All...
Hope 6you can help. We have been doing some maintenance on one of our
production 8400's.
Have added some additional KZPBA-CB's (connected to an EMC symmetrix). All
went well. The system booted from genvmunix - lsm starts, all my devices
are visible and mount etc., etc.
Built a new kernel (and config file). Rebooted from new kernel and system
crashes mid boot.
I did see the following displayed during the genvmunix (single user) boot -
but sort of ignored it:
Starting at 0xfffffc000047e9b0
contig_malloc: failed to allocate memory within addrlimit
contig_malloc: failed to allocate memory within addrlimit
contig_malloc: failed to allocate memory within addrlimit
The system came up to single user ok. Started lsm and mounted /usr -
generated a new kernel and booted from it.

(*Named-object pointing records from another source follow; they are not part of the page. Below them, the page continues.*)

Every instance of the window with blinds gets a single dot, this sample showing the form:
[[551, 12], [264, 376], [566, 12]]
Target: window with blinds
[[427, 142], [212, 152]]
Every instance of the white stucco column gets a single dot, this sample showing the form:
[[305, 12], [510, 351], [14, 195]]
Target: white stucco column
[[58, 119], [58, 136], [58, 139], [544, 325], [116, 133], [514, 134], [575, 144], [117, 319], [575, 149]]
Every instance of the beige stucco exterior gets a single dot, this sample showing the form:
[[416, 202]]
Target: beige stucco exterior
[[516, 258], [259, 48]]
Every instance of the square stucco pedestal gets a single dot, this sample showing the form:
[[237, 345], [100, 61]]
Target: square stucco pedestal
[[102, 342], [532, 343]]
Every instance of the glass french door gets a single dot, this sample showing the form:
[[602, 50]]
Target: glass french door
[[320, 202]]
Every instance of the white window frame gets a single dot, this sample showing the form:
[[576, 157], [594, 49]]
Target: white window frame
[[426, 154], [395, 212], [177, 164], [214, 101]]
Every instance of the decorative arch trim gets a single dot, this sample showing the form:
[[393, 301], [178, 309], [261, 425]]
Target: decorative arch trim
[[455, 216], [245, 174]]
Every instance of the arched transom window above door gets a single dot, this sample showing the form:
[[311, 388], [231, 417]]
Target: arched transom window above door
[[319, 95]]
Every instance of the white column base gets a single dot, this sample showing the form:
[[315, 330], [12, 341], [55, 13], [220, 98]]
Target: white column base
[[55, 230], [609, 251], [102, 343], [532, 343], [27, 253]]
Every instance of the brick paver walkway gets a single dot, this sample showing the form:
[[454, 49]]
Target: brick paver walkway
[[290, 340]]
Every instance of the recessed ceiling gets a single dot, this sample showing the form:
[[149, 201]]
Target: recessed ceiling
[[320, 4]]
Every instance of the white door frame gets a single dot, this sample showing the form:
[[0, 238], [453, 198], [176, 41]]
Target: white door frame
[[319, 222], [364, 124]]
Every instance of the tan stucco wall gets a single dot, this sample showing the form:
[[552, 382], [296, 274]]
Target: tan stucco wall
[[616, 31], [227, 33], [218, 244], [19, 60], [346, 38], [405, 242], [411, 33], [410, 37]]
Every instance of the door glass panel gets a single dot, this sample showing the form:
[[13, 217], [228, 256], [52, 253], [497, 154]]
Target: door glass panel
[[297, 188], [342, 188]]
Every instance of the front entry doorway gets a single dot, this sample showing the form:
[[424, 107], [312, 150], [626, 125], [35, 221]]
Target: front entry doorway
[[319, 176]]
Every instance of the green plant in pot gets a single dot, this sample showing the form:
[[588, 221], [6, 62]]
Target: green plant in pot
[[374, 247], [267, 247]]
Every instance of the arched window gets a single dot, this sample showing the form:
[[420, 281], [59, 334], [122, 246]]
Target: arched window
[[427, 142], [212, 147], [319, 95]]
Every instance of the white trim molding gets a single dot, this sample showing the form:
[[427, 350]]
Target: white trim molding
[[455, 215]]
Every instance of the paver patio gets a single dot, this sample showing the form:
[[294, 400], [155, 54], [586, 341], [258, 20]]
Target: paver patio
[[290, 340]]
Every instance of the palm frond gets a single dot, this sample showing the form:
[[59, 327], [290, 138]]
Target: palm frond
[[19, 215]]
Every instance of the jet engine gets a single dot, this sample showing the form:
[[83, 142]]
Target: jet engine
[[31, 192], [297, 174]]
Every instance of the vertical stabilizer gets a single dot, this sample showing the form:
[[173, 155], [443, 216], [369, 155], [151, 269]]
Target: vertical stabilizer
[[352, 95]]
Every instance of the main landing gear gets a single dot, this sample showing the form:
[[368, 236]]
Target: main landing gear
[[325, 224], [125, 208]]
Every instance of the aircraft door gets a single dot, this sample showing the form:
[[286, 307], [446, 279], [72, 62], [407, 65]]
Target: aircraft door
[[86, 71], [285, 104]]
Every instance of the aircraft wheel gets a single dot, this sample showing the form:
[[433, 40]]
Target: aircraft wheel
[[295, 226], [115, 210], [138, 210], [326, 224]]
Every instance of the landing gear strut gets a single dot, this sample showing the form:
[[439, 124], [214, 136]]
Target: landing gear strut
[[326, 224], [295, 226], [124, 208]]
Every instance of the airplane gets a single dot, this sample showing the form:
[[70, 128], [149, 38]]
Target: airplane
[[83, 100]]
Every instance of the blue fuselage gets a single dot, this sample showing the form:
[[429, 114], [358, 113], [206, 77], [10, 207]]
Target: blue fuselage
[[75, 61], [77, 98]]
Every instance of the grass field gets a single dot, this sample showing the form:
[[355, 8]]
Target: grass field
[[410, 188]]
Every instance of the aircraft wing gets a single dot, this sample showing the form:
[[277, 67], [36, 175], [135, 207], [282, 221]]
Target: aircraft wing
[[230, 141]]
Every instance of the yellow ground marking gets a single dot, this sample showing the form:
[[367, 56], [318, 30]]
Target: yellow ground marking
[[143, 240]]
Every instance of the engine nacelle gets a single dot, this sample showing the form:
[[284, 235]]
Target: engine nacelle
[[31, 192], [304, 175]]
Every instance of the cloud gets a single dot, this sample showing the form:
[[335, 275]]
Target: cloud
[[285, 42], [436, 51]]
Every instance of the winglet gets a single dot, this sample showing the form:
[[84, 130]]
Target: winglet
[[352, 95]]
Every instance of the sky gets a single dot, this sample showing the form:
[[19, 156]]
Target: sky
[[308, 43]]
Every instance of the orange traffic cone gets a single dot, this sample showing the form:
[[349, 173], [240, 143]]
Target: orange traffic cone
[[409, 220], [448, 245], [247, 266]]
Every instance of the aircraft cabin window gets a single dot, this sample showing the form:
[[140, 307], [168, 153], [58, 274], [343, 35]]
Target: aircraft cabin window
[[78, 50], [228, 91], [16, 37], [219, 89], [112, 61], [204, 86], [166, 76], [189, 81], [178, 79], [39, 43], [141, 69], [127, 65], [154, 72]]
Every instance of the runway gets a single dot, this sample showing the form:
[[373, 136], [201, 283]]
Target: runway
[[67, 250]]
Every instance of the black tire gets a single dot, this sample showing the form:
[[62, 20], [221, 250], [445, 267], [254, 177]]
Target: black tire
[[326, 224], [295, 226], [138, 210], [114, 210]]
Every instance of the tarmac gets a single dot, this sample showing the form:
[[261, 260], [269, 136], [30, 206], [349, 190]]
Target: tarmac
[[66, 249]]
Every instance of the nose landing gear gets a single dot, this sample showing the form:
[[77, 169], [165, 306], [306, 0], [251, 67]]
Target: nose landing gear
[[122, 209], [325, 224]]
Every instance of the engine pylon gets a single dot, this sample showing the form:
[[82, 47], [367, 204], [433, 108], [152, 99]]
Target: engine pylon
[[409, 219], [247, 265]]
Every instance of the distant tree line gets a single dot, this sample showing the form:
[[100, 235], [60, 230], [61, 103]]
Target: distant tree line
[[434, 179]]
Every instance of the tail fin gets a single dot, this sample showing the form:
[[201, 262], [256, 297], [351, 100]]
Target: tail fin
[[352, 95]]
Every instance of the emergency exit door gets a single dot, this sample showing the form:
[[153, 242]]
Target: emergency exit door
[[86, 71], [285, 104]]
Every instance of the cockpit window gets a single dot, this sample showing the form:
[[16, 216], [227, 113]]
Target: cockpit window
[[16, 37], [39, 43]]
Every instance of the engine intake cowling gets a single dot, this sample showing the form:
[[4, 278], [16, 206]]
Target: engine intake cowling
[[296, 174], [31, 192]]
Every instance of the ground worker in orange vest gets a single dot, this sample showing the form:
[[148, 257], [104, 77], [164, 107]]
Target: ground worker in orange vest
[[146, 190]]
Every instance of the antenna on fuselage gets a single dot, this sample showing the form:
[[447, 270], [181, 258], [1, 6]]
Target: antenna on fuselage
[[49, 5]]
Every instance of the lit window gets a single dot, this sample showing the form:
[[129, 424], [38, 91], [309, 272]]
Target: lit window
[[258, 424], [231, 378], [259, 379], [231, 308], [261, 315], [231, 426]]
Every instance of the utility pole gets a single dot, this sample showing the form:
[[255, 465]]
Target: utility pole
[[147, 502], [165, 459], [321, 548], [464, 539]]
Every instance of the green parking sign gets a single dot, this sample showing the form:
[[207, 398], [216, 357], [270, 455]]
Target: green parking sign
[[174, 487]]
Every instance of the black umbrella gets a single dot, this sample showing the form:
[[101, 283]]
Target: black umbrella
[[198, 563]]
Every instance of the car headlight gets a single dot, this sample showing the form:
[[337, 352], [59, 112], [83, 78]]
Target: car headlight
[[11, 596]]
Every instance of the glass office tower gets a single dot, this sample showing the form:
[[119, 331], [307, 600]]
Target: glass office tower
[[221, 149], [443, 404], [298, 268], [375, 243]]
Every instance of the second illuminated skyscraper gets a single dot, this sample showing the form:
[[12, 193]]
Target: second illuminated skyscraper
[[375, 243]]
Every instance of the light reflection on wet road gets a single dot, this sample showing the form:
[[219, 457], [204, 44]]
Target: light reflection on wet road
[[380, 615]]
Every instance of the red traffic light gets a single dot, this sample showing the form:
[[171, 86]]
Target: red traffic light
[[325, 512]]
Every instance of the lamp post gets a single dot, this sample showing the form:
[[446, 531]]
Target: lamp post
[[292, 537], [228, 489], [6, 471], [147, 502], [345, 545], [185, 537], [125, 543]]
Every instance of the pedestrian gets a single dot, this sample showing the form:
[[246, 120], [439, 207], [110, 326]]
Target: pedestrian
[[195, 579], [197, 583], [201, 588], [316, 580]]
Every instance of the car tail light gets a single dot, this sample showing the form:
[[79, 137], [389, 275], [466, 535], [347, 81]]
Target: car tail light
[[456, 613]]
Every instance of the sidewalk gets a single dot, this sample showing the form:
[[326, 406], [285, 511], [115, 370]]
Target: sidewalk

Upon booting from the new kernel, everything seems to be proceeding ok
until:
TLMEM at node 7
TLMEM at node 6
TLMEM at node 5
TLMEM at node 4
Dual TLEP at node 3
Dual TLEP at node 2
Dual TLEP at node 1
Dual TLEP at node 0
lvm0: configured.
lvm1: configured.
trap: invalid memory read access from kernel mode
faulting virtual address: 0x0000027b00000005
pc of faulting instruction: 0xfffffc000026d618
ra contents at time of fault: 0xfffffc000026d5d0
sp contents at time of fault: 0xfffffffe9d8df7e0
panic (cpu 0): kernel memory fault
DUMP: No primary swap, no explicit dumpdev.
Nowhere to put header, giving up.
halted CPU 0
halt code = 5
HALT instruction executed
PC = fffffc00004b8130
P00>>>init
This was a consistent problem. However booting multi-user from genvmunix
worked fine. System came up ok - all applications started etc.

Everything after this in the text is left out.